Huaraz
Awesome mountain biking while being chased by dogs.
I arrived in Huaraz late on Tuesday, checked in to my hostel and went for a late dinner. On Wednesday, I mostly did work and walked around a bit in the town. I found the local market and got some delicious (and ridiculously cheap) mango.
There are multiple trips recommended in Lonely Planet but they are all a few hours drive each way. I read about Julio, a local guide specializing in mountain biking trips. I met him in the afternoon and he was really helpful and genuinely a nice guy. He confirmed my suspicion about the long drives for the "recommended" trips (such as Laguna 69 and Paron). He suggested other hikes that are closer and less touristy but still as beautiful. However, I was mostly drawn to his mountain biking trips.
I decided to do 2 days of biking with him on Friday and Saturday. There is minimal driving involved, the trails are a bit technical, the group size is super small (initially just me), and we would be back in town early allowing me to do some work. That's a win-win-win-win situation.
Thursday was low-key, mostly spent it doing work and hanging out with people from the hostel.

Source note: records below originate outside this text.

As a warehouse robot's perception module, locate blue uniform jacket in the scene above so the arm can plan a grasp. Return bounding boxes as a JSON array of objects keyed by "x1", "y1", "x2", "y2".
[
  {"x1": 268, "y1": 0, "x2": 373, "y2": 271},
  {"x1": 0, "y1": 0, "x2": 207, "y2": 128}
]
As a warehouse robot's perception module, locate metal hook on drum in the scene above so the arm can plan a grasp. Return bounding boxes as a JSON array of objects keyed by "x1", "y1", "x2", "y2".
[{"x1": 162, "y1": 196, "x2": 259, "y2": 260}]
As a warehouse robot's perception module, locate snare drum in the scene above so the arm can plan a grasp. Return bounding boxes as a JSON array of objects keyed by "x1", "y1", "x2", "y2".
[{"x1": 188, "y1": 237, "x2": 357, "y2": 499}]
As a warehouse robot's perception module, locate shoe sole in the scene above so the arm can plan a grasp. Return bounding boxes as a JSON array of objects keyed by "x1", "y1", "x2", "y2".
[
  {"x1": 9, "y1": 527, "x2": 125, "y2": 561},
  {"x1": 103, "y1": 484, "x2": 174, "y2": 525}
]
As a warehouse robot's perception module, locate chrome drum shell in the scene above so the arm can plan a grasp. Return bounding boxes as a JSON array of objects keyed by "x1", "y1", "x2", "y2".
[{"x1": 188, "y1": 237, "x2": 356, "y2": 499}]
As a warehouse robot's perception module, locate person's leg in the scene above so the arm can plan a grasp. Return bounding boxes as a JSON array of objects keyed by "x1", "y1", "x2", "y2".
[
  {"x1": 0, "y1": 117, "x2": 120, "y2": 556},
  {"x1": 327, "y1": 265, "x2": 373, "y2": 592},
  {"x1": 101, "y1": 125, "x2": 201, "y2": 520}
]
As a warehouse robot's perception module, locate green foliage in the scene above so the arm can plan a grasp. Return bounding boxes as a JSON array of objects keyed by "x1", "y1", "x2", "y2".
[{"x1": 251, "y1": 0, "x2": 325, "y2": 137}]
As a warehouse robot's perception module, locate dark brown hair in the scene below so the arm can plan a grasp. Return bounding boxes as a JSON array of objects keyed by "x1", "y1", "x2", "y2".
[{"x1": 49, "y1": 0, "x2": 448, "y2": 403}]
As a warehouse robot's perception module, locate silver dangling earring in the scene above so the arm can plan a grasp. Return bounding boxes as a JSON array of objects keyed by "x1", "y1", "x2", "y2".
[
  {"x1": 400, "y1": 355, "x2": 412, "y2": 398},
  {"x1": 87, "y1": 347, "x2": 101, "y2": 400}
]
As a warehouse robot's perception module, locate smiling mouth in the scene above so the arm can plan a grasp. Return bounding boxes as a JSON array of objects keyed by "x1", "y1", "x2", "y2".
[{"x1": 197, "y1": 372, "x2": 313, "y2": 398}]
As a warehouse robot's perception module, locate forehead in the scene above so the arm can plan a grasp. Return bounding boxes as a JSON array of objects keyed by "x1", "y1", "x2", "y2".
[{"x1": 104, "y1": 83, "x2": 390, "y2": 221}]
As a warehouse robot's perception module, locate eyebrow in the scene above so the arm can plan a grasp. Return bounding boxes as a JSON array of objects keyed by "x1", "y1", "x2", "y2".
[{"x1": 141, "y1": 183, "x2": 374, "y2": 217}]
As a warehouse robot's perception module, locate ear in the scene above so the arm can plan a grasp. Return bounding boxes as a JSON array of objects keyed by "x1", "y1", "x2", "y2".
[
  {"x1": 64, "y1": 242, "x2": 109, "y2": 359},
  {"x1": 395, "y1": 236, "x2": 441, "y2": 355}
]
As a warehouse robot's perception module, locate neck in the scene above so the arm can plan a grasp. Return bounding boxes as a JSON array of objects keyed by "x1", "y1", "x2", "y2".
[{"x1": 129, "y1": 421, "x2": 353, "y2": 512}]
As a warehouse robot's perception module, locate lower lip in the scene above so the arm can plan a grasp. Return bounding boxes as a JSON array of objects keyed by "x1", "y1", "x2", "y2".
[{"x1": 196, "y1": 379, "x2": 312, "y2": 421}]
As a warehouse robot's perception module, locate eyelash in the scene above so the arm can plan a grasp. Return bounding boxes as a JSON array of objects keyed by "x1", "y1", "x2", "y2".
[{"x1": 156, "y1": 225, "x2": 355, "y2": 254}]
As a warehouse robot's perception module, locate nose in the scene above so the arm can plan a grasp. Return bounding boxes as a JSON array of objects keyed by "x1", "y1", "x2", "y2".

Mountain biking in the Cordillera Blanca
I met Julio at 9am at his shop and we drove for about 45 minutes up in the Cordillera Blanca. The car drops up off at around 3,500m above sea level and we started biking a slight uphill for about another 45 minutes. The scenery around us was amazing, with views of pine trees, rivers, glaciers, Inca tombs, and earthquake fault lines.
Once we reached an altitude of 3,800m, we started our downhill down single track trails. Julio was very familiar with the area and was pointing me to many hidden side tracks.
There was quite of bit of descent, but at one point we started climbing back up for about 40 minutes on dirt roads passing by small, isolated towns. Most of these small towns rely on agriculture and raising animals for their livelihood, and as a result, many own guard dogs. These dogs are not really happy to see a bike pass through and most often than not, they start chasing you.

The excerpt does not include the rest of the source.